John Wentworth reckons that AI alignment is slowly converging on a paradigm. The root problem, the reason that AI mifght be misaligned with humans, is that we don’t understand the ontology of modern AIs. What information do they use to make their predictions? What concepts do they use to simplify the world? What are their mental building blocks? The Natural Abstractions Hypothesis says that our world is amenable to abstraction / simplification in such a way that some abstractions are more “natural” than others. Minds of many kinds, as they get smarter, will tend to converge on these natural abstractions. In particular, if human values are a natural abstraction, maybe we’ll get alignment by default!
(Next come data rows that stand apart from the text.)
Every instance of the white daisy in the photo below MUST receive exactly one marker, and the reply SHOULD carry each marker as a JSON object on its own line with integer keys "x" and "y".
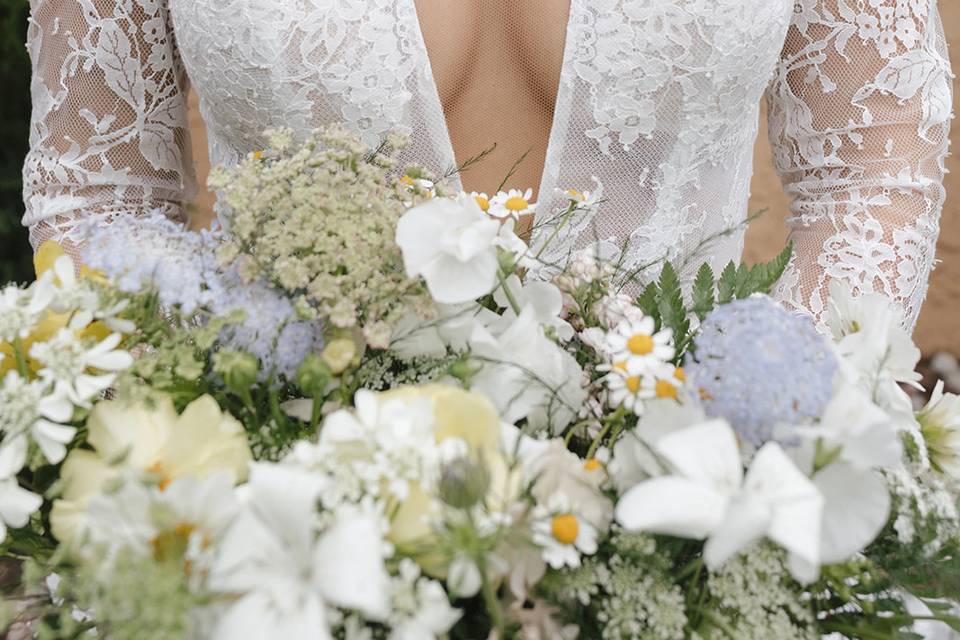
{"x": 562, "y": 534}
{"x": 29, "y": 407}
{"x": 512, "y": 204}
{"x": 637, "y": 341}
{"x": 16, "y": 505}
{"x": 67, "y": 363}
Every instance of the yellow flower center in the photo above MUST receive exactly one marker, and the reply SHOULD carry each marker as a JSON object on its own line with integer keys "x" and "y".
{"x": 640, "y": 344}
{"x": 516, "y": 203}
{"x": 565, "y": 528}
{"x": 592, "y": 465}
{"x": 666, "y": 389}
{"x": 164, "y": 480}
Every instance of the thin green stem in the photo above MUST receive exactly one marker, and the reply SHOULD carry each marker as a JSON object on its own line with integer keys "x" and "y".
{"x": 21, "y": 358}
{"x": 501, "y": 276}
{"x": 565, "y": 217}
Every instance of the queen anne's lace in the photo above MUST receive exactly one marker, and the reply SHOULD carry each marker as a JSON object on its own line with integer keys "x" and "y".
{"x": 657, "y": 99}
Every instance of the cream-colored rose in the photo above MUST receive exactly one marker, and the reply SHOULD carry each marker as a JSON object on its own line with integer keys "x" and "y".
{"x": 148, "y": 438}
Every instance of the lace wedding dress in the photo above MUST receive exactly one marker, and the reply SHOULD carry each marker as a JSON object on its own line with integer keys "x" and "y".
{"x": 657, "y": 99}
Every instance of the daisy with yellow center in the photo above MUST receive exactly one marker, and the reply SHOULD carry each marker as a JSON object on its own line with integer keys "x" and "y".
{"x": 562, "y": 534}
{"x": 482, "y": 200}
{"x": 638, "y": 343}
{"x": 512, "y": 204}
{"x": 628, "y": 387}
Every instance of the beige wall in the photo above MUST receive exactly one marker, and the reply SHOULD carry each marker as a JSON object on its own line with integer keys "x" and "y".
{"x": 938, "y": 328}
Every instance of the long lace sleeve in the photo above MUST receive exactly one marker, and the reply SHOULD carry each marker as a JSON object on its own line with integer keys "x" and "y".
{"x": 108, "y": 132}
{"x": 859, "y": 116}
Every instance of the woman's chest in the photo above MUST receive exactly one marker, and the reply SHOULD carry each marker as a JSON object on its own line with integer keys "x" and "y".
{"x": 307, "y": 63}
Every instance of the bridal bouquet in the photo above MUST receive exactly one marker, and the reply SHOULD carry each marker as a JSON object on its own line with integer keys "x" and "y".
{"x": 352, "y": 413}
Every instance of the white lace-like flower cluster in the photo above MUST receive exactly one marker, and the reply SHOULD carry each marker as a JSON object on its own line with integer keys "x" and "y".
{"x": 59, "y": 340}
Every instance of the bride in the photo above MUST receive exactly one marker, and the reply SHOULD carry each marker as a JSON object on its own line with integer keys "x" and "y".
{"x": 655, "y": 99}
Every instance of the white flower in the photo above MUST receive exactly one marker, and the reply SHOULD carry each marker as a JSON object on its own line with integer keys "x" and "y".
{"x": 545, "y": 299}
{"x": 512, "y": 204}
{"x": 526, "y": 375}
{"x": 16, "y": 505}
{"x": 634, "y": 458}
{"x": 67, "y": 363}
{"x": 34, "y": 408}
{"x": 463, "y": 577}
{"x": 190, "y": 515}
{"x": 636, "y": 341}
{"x": 630, "y": 390}
{"x": 151, "y": 439}
{"x": 876, "y": 349}
{"x": 284, "y": 574}
{"x": 420, "y": 607}
{"x": 562, "y": 534}
{"x": 940, "y": 424}
{"x": 451, "y": 244}
{"x": 709, "y": 497}
{"x": 20, "y": 309}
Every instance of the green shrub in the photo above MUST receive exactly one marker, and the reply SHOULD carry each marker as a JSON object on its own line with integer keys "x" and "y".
{"x": 14, "y": 125}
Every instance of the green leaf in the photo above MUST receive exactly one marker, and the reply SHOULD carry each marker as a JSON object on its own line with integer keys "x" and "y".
{"x": 673, "y": 312}
{"x": 727, "y": 284}
{"x": 648, "y": 302}
{"x": 704, "y": 297}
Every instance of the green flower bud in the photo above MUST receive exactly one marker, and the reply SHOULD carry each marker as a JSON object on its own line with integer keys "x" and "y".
{"x": 463, "y": 370}
{"x": 464, "y": 483}
{"x": 313, "y": 376}
{"x": 237, "y": 368}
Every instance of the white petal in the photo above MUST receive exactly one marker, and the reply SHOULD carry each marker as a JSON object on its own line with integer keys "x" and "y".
{"x": 672, "y": 506}
{"x": 746, "y": 521}
{"x": 856, "y": 509}
{"x": 796, "y": 503}
{"x": 451, "y": 281}
{"x": 51, "y": 438}
{"x": 348, "y": 565}
{"x": 13, "y": 455}
{"x": 706, "y": 452}
{"x": 16, "y": 503}
{"x": 111, "y": 361}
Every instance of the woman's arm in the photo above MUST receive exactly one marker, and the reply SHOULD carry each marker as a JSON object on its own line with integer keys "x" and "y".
{"x": 108, "y": 132}
{"x": 859, "y": 114}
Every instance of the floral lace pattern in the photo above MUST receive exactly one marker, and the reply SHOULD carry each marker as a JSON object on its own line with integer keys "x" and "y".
{"x": 866, "y": 180}
{"x": 657, "y": 100}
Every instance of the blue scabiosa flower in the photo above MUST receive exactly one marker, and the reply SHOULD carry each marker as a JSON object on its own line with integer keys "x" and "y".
{"x": 759, "y": 366}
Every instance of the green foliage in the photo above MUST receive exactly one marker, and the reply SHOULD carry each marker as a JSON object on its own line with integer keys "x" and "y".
{"x": 15, "y": 252}
{"x": 664, "y": 300}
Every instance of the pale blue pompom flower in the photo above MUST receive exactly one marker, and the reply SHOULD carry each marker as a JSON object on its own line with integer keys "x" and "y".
{"x": 761, "y": 367}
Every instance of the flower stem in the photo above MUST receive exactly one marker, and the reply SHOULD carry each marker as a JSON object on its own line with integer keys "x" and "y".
{"x": 21, "y": 359}
{"x": 506, "y": 291}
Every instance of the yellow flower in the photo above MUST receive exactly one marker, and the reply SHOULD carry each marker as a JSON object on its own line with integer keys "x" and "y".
{"x": 149, "y": 438}
{"x": 457, "y": 414}
{"x": 43, "y": 260}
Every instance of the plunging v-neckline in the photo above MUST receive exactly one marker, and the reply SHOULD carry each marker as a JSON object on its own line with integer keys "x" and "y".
{"x": 560, "y": 108}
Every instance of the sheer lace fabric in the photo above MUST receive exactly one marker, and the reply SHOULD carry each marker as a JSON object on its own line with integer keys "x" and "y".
{"x": 657, "y": 99}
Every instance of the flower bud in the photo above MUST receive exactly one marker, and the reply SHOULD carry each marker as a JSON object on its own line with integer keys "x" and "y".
{"x": 339, "y": 354}
{"x": 313, "y": 376}
{"x": 464, "y": 483}
{"x": 237, "y": 368}
{"x": 463, "y": 370}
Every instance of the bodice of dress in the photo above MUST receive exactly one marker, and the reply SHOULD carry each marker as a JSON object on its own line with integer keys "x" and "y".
{"x": 657, "y": 101}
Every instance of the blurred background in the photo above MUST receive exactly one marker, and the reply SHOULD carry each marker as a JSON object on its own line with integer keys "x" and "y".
{"x": 938, "y": 332}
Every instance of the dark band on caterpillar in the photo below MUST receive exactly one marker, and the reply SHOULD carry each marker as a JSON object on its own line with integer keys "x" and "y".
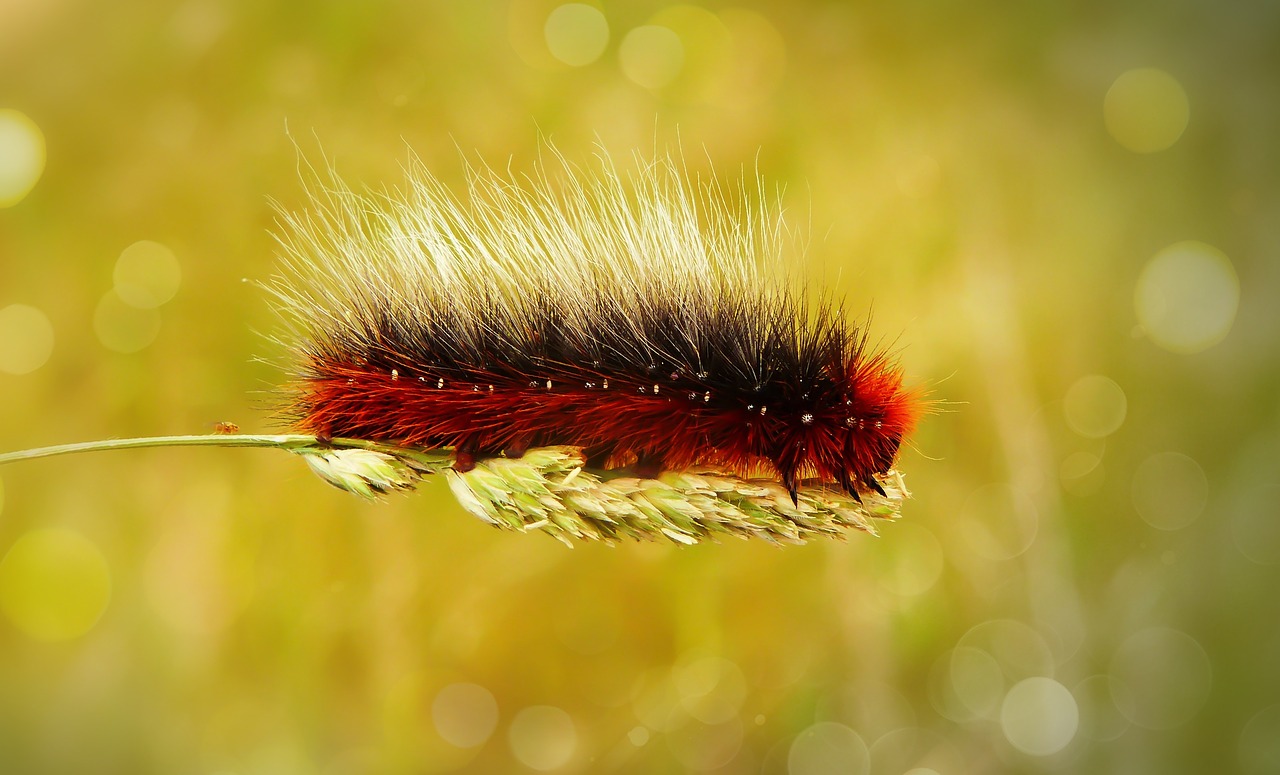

In this session, Blaine Rogers will walk us through the Natural Abstractions Hypothesis, and all the work that’s been done to test it since it was first put forward in 2020. Has it been ruled out by experiment? Has it been ruled in? Like all things alignment, the answer is “maybe”.
The Natural Abstraction Hypothesis, proposed by John Wentworth, states that there exist abstractions (relatively low-dimensional summaries which capture information relevant for prediction) which are "natural" in the sense that we should expect a wide variety of cognitive systems to converge on using them.
If this hypothesis (which I will refer to as NAH) is true in a very strong sense, then it might be the case that we get "alignment by default", where an unsupervised learner finds a simple embedding of human values, and a supervised learner can be trained with access to this learned model.